LONDON (Reuters) - The leading index of shares gained 1.4 percent early on Monday as confidence grew that the financial crisis may be easing, boosting commodity prices and energy and mining stocks.
By 8:40 a.m. the FTSE 100 .FTSE was up 58.42 points at 4,121.43 having gained 5.2 percent on Friday.
Governments around the world have pledged about $3.2 trillion to guarantee bank deposits and interbank lending and Dutch bank ING ING.AS became the latest to need government support, with Dutch authorities pumping in 10 billion euros (7.7 billion pounds).
Markets were also soothed somewhat by a pledge from European Central Bank President Jean-Claude Trichet on Sunday to do what it takes to restore confidence.
Mining stocks were firmer, recovering from recent heavy losses as metals prices bounced back from multi-year lows set last week as fears eased about the extent of the fall-off in demand.
Xstrata XTA.L, Lonmin LMI.L and Anglo American (AAL.L) gained between 1.7 and 4.7 percent.
“Ultimately stock markets are going to benefit from the measures being announced from the central banks and the government which are now acting to shore up the global economy,” said Neil Parker, market strategist at Royal Bank of Scotland.”
Energy stocks rose as oil rose over $2 per barrel on expectations that OPEC could cut output this week to lift prices which have plunged more than 50 percent from a record high in just three months.
Some banks benefited as shaky confidence on the financial sector improved slightly with the gummed up interbank lending market starting to ease.
Lloyds TSB (LLOY.L) advanced 2.6 percent and HBOS HBOS.L added 0.6 percent.
Royal Bank of Scotland (RBS.L) added 2.5 percent after the Sunday Times reported private equity firm CVC Capital Partners has teamed up with Swiss Re RUKN.VX, the world’s largest reinsurance group, to bid for a majority stake in the UK bank’s insurance assets.

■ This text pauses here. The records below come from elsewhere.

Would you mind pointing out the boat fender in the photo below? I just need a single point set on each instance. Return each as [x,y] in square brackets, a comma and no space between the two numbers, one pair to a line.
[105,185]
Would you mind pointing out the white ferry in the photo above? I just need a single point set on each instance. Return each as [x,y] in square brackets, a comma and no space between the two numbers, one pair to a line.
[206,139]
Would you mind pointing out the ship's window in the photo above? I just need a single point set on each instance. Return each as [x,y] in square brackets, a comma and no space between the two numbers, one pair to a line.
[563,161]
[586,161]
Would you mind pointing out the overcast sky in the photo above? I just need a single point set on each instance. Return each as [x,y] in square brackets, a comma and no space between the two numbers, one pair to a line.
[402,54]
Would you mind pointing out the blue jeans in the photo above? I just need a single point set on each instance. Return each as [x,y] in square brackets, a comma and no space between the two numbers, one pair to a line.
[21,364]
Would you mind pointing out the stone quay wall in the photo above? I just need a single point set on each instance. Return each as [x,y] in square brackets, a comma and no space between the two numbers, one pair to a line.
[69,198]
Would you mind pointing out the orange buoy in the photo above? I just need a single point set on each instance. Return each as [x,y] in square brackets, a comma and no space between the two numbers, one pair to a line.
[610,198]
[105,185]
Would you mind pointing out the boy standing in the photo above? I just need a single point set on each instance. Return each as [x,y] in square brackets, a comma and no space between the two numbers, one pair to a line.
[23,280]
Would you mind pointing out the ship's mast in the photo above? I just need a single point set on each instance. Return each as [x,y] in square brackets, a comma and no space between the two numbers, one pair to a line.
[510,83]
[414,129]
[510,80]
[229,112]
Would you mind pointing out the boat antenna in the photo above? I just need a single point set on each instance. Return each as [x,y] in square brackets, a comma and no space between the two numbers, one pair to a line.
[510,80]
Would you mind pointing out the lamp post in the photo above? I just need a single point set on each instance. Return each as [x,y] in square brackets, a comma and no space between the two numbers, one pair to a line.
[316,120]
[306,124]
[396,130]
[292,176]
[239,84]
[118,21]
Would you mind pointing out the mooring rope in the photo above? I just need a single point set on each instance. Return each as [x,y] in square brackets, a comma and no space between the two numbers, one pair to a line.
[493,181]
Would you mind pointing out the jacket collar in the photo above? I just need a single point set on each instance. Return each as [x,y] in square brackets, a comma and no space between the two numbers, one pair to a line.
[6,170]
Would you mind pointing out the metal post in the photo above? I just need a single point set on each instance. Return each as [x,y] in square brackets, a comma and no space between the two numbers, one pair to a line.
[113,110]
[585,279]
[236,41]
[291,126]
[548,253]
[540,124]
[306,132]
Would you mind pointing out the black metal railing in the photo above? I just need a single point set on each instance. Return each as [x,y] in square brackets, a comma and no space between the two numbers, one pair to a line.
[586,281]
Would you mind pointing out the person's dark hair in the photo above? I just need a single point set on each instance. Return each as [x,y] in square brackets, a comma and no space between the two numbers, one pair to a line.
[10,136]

Gains were tempered by Fitch Ratings on Friday downgrading ratings on Royal Bank of Scotland, citing growing risk and a deteriorating outlook for some of its main businesses.
Prudential (PRU.L) added 14.4 percent after the Sunday Times reported it is in talks with two strategic partners and is eying AIG’s Asian business.
Nerves on the state of the global economy were not far from the surface, however, as China reported below-forecast growth.
Food and drug retailers were among the fallers with Tesco (TSCO.L) losing 0.9 percent and rival supermarket group Morrison MMRW.L down 0.6 percent.